Yo, que, como el héroe de mi cuento, soy también héroe y catedrático de griego, sé lo que etimológicamente quiere decir eso de paradoja: de la preposición para, que indica lateralidad, lo que va de lado o se desvía, y doxa, opinión, y sé que entre paradoja y herejía apenas hay diferencia; pero…
Pero ¿qué tiene que ver todo esto con el cuento? Volvamos, pues, a él.
Dejamos a nuestro héroe —empezando siéndolo mío y ya es tuyo, lector amigo, y mío; esto es, nuestro— de codos sobre la mesa, con los ojos fijos en las blancas cuartillas, etc. (véase la precedente descripción) y diciéndose: «Y bien, ¿sobre qué escribo yo ahora?…».
Esto de ponerse a escribir, no precisamente porque se haya encontrado asunto, sino para encontrarlo, es una de las necesidades más terribles a que se ven expuestos los escritores fabricantes de héroes, y héroes, por lo tanto, ellos mismos. Porque, ¿cuál, sino el de hacer héroes, el de cantarlos, es el supremo heroísmo? Como no sea que el héroe haga a su hacedor, opinión que mantengo muy brillante y profundamente en mi Vida de don Quijote y Sancho, según Miguel de Cervantes Saavedra, Madrid, librería de Fernando Fe, 1905—y sirva esto, de paso, como anuncio—, obra en que sostengo que fue don Quijote el que hizo a Cervantes y no este a aquél. ¿Y a mí quién me ha hecho, pues? En este caso, no cabe duda que el héroe de mi cuento. Sí, yo no soy sino una fantasía del héroe de mi cuento.

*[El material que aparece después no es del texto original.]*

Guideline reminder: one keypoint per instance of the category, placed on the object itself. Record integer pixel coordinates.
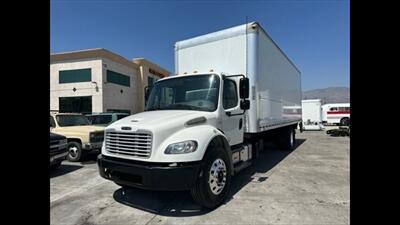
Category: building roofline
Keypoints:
(143, 61)
(91, 53)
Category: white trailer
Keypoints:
(312, 114)
(274, 80)
(336, 113)
(233, 89)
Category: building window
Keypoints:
(150, 81)
(117, 78)
(73, 76)
(76, 104)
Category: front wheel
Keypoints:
(213, 185)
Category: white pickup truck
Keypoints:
(203, 126)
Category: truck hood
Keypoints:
(160, 120)
(166, 127)
(84, 130)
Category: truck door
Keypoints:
(232, 118)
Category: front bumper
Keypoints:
(150, 176)
(91, 146)
(60, 156)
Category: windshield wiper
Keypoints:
(182, 106)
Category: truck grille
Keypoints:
(136, 144)
(55, 147)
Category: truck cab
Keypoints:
(185, 138)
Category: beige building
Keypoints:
(97, 80)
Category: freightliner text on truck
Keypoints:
(233, 89)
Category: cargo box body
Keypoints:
(275, 82)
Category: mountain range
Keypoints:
(329, 95)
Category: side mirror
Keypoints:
(147, 91)
(244, 88)
(245, 104)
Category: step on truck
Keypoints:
(207, 122)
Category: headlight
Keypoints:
(181, 147)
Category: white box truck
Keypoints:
(312, 114)
(232, 90)
(336, 114)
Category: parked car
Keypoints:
(58, 149)
(81, 135)
(104, 119)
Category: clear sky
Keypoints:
(314, 34)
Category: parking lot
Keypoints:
(310, 185)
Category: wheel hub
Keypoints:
(73, 151)
(217, 178)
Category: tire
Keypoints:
(288, 139)
(207, 191)
(345, 121)
(55, 166)
(74, 151)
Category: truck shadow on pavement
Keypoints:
(180, 203)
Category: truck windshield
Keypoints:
(198, 92)
(72, 120)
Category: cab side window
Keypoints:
(230, 96)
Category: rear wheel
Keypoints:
(74, 151)
(213, 185)
(56, 165)
(345, 121)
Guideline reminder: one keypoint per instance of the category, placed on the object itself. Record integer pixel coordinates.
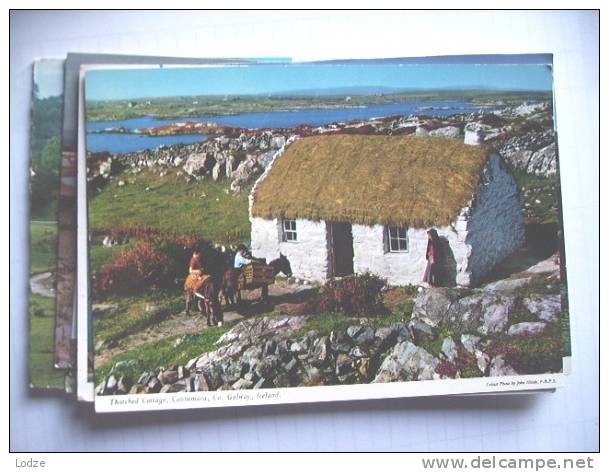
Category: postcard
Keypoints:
(66, 326)
(322, 231)
(47, 105)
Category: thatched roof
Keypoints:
(402, 180)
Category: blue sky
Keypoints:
(274, 78)
(48, 75)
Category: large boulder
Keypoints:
(526, 328)
(407, 362)
(544, 307)
(543, 162)
(446, 131)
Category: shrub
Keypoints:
(134, 270)
(353, 295)
(532, 354)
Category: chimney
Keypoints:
(474, 135)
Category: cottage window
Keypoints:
(289, 231)
(397, 239)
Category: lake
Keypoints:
(121, 143)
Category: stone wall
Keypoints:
(402, 268)
(308, 255)
(495, 226)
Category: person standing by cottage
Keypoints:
(242, 258)
(432, 255)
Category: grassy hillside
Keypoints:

¿Seguimos? Por mí, lector amigo, hasta que usted quiera; pero me temo que esto se convierta en el cuento de nunca acabar. Y así es el de la vida… Aunque, ¡no!, ¡no!, el de la vida se acaba.
Aquí sería buena ocasión, con este pretexto, de disertar sobre la brevedad de esta vida perecedera y la vanidad de sus dichas, lo cual daría a este cuento un cierto carácter moralizador que lo elevara sobre el nivel de esos otros cuentos vulgares que sólo tiran a divertir. Porque el arte debe ser edificante. Voy, por lo tanto, a acabar con una
Moraleja. Todo se acaba en este mundo miserable: hasta los cuentos y la paciencia de los lectores. No sé, pues, abusar.